Infatti, l’Italia deve sopportare il costo maggiore per il tunnel (circa tre miliardi) a fronte dei due che spettano alla Francia.
Ancora, l’Unione Europea è disposta a finanziare la metà dell’intera linea, che comprende anche le vie di accesso al tunnel nel percorso da Lione a Torino.
È bene ricordare che la disponibilità dell’Ue arriva dopo l’ultimatum lanciato lunedì scorso, proprio da Bruxelles al governo italiano, in merito all’ennesima richiesta di chiarimenti sulla volontà di completare l’Alta Velocità Torino-Lione.
Il governo italiano, entro il mese di luglio, deve rendere nota una posizione definitiva sul completamento del progetto: in caso contrario si rischierebbe di perdere i fondi stanziati per il completamento e saremmo obbligati a restituire i circa 120 milioni di euro già ricevuti.
La presa di posizione delle Istituzioni europee e il via libera odierno alla pubblicazione dei bandi acuiscono il già difficile rapporto nella maggioranza giallo-verde, alla ricerca di un faticoso compromesso sulla Tav.
Nei giorni scorsi, il Movimento 5 Stelle (da sempre contrario all’opera) con la sottosegretaria Laura Castelli ha rilanciato la proposta di una “Tav leggera”, una sorta di mini-Tav che ridisegna per l’ennesima volta il percorso: un progetto che abbandona il nuovo tunnel del Moncenisio per rifare il tunnel del Frejus, già esistente.
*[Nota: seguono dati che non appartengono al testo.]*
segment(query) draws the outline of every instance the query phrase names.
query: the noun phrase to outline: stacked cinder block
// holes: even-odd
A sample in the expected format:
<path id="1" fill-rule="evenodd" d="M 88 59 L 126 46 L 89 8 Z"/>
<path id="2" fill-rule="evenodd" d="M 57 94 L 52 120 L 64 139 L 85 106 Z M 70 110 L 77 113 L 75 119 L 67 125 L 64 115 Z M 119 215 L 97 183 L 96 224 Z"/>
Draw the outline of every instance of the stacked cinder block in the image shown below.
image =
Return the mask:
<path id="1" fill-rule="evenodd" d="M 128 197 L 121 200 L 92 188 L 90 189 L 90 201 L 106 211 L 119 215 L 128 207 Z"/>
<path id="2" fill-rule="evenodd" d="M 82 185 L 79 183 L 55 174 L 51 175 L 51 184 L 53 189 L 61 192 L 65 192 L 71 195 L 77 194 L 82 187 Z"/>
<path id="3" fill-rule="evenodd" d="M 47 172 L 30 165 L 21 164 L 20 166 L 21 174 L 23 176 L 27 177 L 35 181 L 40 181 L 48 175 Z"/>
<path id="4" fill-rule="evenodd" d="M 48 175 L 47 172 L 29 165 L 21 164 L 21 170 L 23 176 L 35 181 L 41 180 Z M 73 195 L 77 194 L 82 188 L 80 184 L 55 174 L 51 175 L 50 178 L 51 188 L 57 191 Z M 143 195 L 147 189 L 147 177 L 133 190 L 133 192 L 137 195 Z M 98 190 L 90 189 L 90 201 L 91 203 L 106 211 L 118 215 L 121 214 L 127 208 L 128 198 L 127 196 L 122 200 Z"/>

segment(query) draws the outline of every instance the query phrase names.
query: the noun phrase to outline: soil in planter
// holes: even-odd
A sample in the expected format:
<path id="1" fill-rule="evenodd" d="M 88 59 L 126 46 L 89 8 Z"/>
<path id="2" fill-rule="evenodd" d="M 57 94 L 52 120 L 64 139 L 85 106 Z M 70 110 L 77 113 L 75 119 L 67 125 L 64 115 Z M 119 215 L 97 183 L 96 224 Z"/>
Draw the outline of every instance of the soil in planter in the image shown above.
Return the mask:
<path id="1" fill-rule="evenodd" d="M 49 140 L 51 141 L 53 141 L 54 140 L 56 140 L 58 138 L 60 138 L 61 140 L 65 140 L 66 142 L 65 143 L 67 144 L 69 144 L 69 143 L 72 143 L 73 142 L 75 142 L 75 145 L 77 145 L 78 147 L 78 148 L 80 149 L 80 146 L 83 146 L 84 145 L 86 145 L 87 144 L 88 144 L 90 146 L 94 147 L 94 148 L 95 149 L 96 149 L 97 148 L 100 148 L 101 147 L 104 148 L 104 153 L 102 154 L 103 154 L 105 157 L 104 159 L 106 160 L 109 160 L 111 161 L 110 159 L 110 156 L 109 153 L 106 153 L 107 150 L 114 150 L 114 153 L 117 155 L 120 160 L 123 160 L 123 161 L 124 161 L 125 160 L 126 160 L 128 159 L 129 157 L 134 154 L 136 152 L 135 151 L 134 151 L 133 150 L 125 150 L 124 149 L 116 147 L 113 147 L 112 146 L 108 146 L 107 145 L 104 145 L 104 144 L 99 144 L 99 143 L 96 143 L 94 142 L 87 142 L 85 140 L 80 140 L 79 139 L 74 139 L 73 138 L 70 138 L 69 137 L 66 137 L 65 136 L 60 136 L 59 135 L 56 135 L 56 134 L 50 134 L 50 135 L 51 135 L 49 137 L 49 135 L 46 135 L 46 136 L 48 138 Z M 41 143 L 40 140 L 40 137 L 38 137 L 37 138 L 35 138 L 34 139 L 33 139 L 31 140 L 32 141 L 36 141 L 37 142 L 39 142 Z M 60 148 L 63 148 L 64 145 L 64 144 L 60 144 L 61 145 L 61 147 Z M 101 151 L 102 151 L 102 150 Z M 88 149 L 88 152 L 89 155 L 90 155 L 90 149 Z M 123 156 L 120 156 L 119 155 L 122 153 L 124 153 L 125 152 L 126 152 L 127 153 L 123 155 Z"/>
Il vicepremier Matteo Salvini rispondendo a una domanda sulla Tav, nel corso di una conferenza stampa, in mattinata al Viminale, ha bocciato senza appello la proposta grillina. «La Tav leggera? Il treno o passa sotto la montagna o non ci passa, tertium non datur- dichiara Salvini- si possono rivedere delle cose ma a me piacciono i treni che corrono. C’è un progetto in itinere. Abbiamo visto che quando l’Italia propone non è seconda a nessuno».
Dunque, i dissensi nell’esecutivo guidato dal premier Conte rimangono e non sembra prevalere la volontà di arrivare ad un accordo tra la componente leghista e quella pentastellata.
Tuttavia, la decisione di oggi che dà il via libera ai bandi per il completamento dell’opera e la rinnovata disponibilità di risorse messe sul piatto dall’Unione Europea, rappresenta un punto di svolta risolutivo. Tutto fa propendere per il completamento dell’opera.